So now you’ve bought an electric guitar and now you need an amp. There are basically 2 possible directions that I recommend for new guitar students.
The first possibility is to buy a small practice amp. This is the most practical decision for most new guitar students. When you’re first getting started, you usually have limited funds. (You’re not a rock star yet!) You probably won’t be performing with a band in the immediate future, so a small guitar amplifier will probably work fine for quite awhile. In addition, even when you move up to your gigantic Marshal Stack, and you’re playing stadiums for all your rabid fans, you’ll probably still want to have a small practice amp that’s portable so you can take in anywhere. After you play your sold out show, you’ll sometimes want to go back to your hotel room while you’re feeling so inspired, and write a song about your amazing experiences. You’ll need to have that small practice amp close at hand before you lose the inspiration.
My practice amp is a 15 watt Fender Squire Champ. It came as part of a guitar starter pack. Teaching lots of guitar lessons gave me the opportunity to hear practice amps by other manufacturers as well. I found that my Fender amp simply sounded better than all those other brands that I heard. There are other brands and amps that will work of course, but when you’re first starting to play, you usually don’t have any idea what a good sounding guitar amplifier is supposed to sound like. I have found that all the fenders sound great. You may pay a bit more for the brand, but you’ll probably be much happier in the long run with the sound. This will make you feel more inspired to play and practice the guitar. There are lots of used fender amps in local pawn shops if you don’t have a lot of cash to invest.
I recommend that you buy a 15 watt amp rather than a smaller model. Again, you will simply be happier with the sound of the amp several months or years down the road.
I also recommend that if at all possible, buy an amp that has a head phone jack. This is useful for late night playing and practicing. This isn’t absolutely necessary, but it’s a nice feature to have.
The second direction you can go when buying your first guitar amp is buying a really nice combo amp. The advantage to buying this type of amp first is that you won’t necessarily ever need to buy another one. You can use this one for practicing, as well as performing in just about any type of band.

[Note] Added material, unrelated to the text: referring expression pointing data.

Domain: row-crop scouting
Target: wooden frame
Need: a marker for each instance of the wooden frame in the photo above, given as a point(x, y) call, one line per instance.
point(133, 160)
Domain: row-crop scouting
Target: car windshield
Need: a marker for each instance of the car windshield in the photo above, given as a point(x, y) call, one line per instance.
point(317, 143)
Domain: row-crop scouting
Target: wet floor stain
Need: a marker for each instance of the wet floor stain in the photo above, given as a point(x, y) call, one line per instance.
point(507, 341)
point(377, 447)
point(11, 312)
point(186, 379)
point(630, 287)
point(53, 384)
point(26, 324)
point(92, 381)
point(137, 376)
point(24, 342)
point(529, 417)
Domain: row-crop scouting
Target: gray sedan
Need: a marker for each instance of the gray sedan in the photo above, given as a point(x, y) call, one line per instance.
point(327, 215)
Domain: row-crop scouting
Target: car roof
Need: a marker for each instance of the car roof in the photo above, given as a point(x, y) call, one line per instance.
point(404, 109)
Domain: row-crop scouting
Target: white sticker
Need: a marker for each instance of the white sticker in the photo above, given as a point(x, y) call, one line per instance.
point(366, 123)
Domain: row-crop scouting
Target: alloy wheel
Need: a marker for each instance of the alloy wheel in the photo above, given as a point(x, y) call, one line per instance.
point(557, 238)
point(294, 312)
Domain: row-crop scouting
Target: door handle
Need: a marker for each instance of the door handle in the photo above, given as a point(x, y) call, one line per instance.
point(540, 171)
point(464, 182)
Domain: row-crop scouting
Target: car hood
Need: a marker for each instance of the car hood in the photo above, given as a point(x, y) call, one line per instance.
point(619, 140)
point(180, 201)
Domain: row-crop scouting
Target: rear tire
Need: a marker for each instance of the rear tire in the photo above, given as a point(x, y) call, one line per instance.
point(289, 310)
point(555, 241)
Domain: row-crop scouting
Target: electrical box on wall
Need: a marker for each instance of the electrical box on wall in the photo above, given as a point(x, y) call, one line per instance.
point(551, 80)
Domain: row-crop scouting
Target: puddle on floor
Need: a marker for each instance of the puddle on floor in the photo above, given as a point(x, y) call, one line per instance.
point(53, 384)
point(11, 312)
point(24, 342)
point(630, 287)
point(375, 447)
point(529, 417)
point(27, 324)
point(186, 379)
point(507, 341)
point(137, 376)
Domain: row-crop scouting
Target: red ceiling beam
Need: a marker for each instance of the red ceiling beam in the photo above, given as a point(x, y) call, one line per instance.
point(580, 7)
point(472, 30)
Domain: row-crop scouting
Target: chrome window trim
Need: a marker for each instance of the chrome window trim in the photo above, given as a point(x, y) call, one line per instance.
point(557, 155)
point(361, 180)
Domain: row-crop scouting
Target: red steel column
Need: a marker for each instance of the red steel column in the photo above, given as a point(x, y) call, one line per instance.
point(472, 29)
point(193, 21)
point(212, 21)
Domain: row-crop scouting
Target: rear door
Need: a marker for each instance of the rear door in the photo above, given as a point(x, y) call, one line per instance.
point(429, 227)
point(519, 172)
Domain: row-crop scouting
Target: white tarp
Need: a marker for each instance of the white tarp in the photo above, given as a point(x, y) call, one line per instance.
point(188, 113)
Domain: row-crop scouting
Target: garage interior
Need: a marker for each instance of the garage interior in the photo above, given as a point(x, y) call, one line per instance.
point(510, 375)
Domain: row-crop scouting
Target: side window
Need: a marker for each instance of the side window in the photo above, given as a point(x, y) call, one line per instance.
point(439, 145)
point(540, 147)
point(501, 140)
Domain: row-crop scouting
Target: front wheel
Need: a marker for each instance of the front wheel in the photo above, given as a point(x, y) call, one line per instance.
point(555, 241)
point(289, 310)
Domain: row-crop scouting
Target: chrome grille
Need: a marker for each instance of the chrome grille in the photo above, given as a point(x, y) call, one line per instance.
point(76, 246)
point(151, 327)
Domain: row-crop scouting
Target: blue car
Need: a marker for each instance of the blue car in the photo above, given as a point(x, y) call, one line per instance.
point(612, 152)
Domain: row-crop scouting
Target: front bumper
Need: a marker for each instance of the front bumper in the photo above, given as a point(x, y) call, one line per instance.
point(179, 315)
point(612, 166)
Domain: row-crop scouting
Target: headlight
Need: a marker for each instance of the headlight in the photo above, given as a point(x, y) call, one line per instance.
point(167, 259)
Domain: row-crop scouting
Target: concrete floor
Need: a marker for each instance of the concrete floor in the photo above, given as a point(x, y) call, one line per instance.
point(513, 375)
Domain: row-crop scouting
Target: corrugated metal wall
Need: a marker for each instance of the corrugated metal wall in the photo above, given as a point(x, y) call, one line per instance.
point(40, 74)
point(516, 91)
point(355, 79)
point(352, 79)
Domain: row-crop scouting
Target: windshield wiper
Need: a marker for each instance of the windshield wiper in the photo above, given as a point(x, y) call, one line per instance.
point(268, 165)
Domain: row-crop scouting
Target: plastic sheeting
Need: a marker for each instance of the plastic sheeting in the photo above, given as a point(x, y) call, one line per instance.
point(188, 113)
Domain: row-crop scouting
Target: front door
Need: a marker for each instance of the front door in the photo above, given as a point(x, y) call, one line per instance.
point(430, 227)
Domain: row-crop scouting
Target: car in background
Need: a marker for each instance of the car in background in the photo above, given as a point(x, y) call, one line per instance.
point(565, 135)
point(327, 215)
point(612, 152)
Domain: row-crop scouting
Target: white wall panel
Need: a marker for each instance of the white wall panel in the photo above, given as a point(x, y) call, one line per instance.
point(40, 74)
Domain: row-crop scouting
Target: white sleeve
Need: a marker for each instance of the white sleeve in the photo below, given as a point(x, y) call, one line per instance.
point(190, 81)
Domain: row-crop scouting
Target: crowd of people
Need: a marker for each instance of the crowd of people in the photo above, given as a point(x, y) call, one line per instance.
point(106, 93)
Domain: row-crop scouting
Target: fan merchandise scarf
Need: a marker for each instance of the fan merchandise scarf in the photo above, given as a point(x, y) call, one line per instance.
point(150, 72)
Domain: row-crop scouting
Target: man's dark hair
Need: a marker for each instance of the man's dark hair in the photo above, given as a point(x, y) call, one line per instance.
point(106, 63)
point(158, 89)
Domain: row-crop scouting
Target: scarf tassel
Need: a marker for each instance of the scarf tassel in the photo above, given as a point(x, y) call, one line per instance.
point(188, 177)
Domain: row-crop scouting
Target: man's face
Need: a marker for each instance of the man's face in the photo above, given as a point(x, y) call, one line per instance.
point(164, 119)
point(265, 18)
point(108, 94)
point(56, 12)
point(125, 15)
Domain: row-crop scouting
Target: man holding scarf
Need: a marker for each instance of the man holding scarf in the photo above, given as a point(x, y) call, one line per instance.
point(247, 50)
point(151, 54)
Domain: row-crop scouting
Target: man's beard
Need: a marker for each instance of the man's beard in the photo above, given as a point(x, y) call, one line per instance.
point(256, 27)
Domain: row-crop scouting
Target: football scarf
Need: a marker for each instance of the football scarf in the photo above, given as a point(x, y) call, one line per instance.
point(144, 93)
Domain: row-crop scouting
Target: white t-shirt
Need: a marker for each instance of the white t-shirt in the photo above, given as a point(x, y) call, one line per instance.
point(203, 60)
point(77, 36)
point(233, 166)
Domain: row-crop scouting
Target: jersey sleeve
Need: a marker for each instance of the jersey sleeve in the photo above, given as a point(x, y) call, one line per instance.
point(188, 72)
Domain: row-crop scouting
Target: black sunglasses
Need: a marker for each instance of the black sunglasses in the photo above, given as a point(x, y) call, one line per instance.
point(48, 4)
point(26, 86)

I recommend that you buy a 100 watt model. This is usually big enough to handle most situations, but it’s still portable enough that you can still lift it, and move it from your practice space to your first awesome gig. Notice I said you can still lift it, I didn’t say it will be light, because it won’t be. I know this is a generalization, but female guitarists may have to have some help moving an amp this size. These amps are usually pretty heavy, and that’s why it really makes sense to have a small practice amp as well that you can leave in your basement or bedroom, so you don’t have to move your 100 watt combo amp all the time.

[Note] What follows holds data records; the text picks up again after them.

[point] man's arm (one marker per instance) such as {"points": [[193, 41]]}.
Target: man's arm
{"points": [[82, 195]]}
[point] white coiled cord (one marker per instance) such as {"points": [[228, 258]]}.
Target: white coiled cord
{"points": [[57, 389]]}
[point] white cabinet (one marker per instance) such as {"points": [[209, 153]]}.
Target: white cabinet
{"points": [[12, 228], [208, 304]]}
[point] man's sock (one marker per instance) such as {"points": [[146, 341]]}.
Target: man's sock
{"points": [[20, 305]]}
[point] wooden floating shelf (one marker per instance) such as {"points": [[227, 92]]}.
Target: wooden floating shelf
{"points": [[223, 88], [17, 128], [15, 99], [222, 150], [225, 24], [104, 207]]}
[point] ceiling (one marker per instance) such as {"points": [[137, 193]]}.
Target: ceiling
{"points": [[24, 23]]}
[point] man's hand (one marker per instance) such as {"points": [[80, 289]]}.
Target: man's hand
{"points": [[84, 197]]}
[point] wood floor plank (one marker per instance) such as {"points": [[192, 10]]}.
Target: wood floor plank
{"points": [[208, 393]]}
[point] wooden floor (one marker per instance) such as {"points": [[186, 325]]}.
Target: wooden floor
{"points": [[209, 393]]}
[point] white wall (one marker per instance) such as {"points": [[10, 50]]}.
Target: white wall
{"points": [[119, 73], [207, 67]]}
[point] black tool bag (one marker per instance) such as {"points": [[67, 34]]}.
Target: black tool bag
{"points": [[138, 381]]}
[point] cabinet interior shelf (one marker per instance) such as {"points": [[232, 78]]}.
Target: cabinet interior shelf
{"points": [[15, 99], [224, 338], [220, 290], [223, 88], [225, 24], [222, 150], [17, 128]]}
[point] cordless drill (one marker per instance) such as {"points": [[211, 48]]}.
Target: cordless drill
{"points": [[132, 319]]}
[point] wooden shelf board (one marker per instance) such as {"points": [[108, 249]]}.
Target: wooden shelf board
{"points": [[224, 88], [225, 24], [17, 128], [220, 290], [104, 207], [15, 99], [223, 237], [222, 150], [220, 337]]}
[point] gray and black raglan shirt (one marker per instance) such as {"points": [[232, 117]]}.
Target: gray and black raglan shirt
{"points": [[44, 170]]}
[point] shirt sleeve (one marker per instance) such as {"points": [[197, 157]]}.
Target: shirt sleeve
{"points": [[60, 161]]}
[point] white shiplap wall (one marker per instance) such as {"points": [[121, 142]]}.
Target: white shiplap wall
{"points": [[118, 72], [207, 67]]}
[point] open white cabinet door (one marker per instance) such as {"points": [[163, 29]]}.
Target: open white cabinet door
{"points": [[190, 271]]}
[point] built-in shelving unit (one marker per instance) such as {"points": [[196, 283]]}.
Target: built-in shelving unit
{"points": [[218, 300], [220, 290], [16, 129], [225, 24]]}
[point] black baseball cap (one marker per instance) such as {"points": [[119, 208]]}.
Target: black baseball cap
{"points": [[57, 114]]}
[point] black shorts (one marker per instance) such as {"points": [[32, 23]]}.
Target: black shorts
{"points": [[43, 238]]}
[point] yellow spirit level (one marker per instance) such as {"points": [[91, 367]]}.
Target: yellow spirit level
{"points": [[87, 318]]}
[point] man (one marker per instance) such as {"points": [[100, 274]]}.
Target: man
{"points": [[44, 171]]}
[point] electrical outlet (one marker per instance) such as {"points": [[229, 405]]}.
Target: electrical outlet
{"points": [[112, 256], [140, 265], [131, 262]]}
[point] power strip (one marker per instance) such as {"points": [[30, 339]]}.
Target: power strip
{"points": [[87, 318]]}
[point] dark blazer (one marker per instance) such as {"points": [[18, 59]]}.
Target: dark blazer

You’ll find that combo amps come in several different types, including all tube, and transtube models. I recommend a transtube model for your first combo amp. These are very versatile amps. They can be turned down really low, or they will absolutely part your hair if you really crank them up. All-tube amps sound amazing when they’re really cranked up, but you won’t want that when you’re playing in your bedroom or rehearsing with your band in your basement. Believe me, a 100 watt all-tube amp will be way too loud in those type of situations.
I personally have 2 combo amps. The first is a Peavey Transtube 212EFX. This is a 100 watt amp, and came with lots of really cool built-in effects. This is the guitar amp that I use when I perform live. It’s very durable. I’ve been playing gigs with it for over 6 years and have had absolutely no problems with it.
My second amp is an all-tube 30 watt, Crate Vintage Club. I bought this strictly for recording. I got pretty good results recording the Peavy amp, but I had gotten to the point where I really wanted the warm distortion sound of an all-tube amp when I record. I don’t feel that these are very practical though when you’re first getting started. Again, I’d recommend a transtube model instead.
As far as brands, most of the big manufacturers make well-built models of transtube combo guitars. Check them out for yourself and decide who offers the best features for the money. Some of the most popular brands include Marshall, Fender, Peavey, and Line 6.